A Kenyon College Alumni Bulletin from spring/summer 2009 details the history of  “The Parking Riot of ’64,” which broke out on a “fine April weekend” after the Village of Gambier instituted stricter policies on traffic and parking regulations. The Village set a new speed limit, put up more stop signs and hired Charles Imel — who had arrived at Kenyon in 1938 as the College’s first regular swim coach — to act as “marshal.” Imel began issuing violations to students for transgressions like running stop signs and jaywalking, which didn’t go over well with the student body. 

Tensions boiled over when Imel issued a warning to a student for parking in a fire lane. After the student reportedly “talked back” to Imel, he was arrested and fined $50. The next day, approximately 300 students marched to Imel’s house, uprooting stop signs and chanting as they went. According to the Alumni Bulletin, “Newspaper reports (an Associated Press story was picked up by papers across Ohio) said that three state highway patrol cars were summoned to the scene. At one point, students sat in front of a police car to prevent it from taking away two students.” 
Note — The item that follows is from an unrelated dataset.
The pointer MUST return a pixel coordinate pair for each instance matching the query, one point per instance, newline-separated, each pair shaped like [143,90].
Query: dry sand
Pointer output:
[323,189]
Despite initial pushback from then-Mayor of Gambier Leo Wolfe, local government’s position on the matter weakened: “‘The boys have been cooped up all winter,’ [Wolfe] said, ‘and Sunday was such a nice day they just wanted a chance to let off some steam.’” Indeed, the rioters were surprisingly courteous, refraining from walking on the freshly seeded sections of Imel’s lawn and using watercolor paint on stolen stop signs so it could be washed off.

Following the “parking riot,” Spring Riot morphed into an annual unruly bonfire fed with everything from old assignments to campus furniture. Another Alumni Bulletin from winter 2008 explains: “The concept was simple enough. Build a bonfire in a central spot on South Campus, and feed it with, well, anything.” In a Letter to the Editor, Bill Kobelak ’69 reflects on a fond Spring Riot memory: “I specifically remember a spring riot in 1968 or 1969 … The Delts or Betas produced fireworks, which were set off from a tree. Unfortunately, the tree caught on fire in kind of a smoldering way, so the well-meaning drunks began to take turns feeding the fire. By nightfall, half the campus was standing around outside.”

The Spring Riot bonfire offered a particularly cathartic outlet for seniors finally finished with comps, as Peter Whitcopf ’90 explained to the Alumni Bulletin: “My senior year, I threw a copy of my comps paper in, and it felt great.” Whitcopf expanded on the variety of day-to-day objects that found their way into the bonfire, including “an ugly sofa and foosball table, and an ancient (for the eighties) computer terminal some physics major dug up somewhere.” 

Like many other Kenyon traditions, Spring Riot began to accommodate women when the College went co-educational in 1969. In an April 2009 issue of the Collegian, College Historian and Keeper of Kenyoniana Tom Stamp ’73 recounted an episode from the 1970 Spring Riot, the first to include female students. “The men marched to McBride, where all the women were living, and there was a standoff between the Kenyon men and Dean Doris Crozier, who drove over and parked in the driveway when she heard what was happening. She stood there in her nightgown to be the bulwark against the Kenyon men,” he said.  

While there is no concrete proof that Summer Sendoff was introduced to discourage Spring Riot, the more boisterous custom began to decline after Sendoff was first celebrated. Although end-of-year traditions have become decidedly tamer in the years since the last Spring Riot, fond memories of revelry and property destruction prove that Kenyon students have always known how to have a good time.